The Dice Spelled Murder, by American novelist Al Fray, is an American crime novel published in 1957 by Dell Publishing Company, Inc. as a first edition paperback. The jacket notes to Fray's subsequent novel, Come Back for More, refer to The Dice Spelled Murder as a "best selling" novel.

== Plot introduction ==
Danny is a master with the dice and Velma could con any man into anything. As a pair they cruise the California convention circuit, hustling suckers and raking in the dough. Where will their greed finally take them? To the fulfillment of their dreams? Or to sudden, violent death?

== Plot summary ==

Danny Hogan, a truck driver disaffected with his job at Torgus Trucking, meets beautiful Velma Reed in a seedy Los Angeles bar where she has been working as the bartender's shill, enticing lonely men to buy drinks. Danny doesn't recognize Velma, but the two of them attended the same high school in a distant city, where they were only casually acquainted.

Danny was expelled from high school after being caught using loaded dice in an after-school craps game. A short time later, and unbeknownst to Danny, Velma became pregnant and also left school and their home town. Now, a dozen years later, Velma recognizes Danny and renews their acquaintance. Appealing to his greed and his masculinity, she convinces him to use his skills with crooked dice in a confidence game to help her separate convention-goers from their money. At first reluctant because of a beating he received in the Army after being caught using altered dice, Danny eventually agrees, hoping to amass enough money to start his own trucking company. He soon comes to realize that Velma, too, has a loftier purpose in mind—buying a motel in Las Vegas that she can operate, in order to become "legit" and no longer feel ashamed of the way she earns money to support her young son, whom she has placed in a boarding school.

The bulk of the novel's action surrounds Velma's artful pickup of likely suckers at conventions, mostly in California cities, and Danny's subsequent fleecing of them in craps games. Their adventures bring them into contact with a number of ordinary and extraordinary characters, including a gay con artist toward whom Danny displays a disdain that was probably more politically correct in 1957 than it seems now. Various close calls ensue, and Danny loses some of his enthusiasm for the con.
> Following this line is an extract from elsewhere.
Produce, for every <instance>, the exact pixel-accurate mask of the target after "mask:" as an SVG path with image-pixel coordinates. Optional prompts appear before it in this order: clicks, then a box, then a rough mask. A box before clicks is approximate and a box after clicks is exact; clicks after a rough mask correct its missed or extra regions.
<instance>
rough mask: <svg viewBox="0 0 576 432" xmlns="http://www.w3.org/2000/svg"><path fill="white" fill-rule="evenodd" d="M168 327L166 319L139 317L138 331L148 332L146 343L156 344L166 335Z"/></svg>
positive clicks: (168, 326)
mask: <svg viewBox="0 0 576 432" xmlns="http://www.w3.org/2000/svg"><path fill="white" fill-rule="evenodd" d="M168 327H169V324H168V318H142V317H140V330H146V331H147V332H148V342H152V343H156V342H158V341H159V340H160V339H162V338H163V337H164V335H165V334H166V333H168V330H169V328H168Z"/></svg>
He tells Velma he wants to quit, but she convinces him to run the con with her one last time.

Along the way, and unbeknownst to Danny, Velma and another male friend, Joe Lovelli, have committed blackmail. Velma has twice enticed men to her hotel room, where Joe waited in a closet with a camera. Using infrared film, Joe snapped photographs of the men in compromising positions with Velma. The blackmailers then extorted—or attempted to extort—hush-up money from their victims. Danny remains unaware of Velma and Joe's sideline until near the end of the book, when Velma's second blackmail victim, a mob-related big shot, propels the novel to its climax in a fatal car chase.

After struggling with a conflict between conscience and ambition, Danny mails the bulk of his dishonest gambling earnings to Velma's young son, keeping only enough to buy a good used truck so that he and Jill Conner—the pretty, young, former office manager at Torgus Trucking—can start their own trucking firm.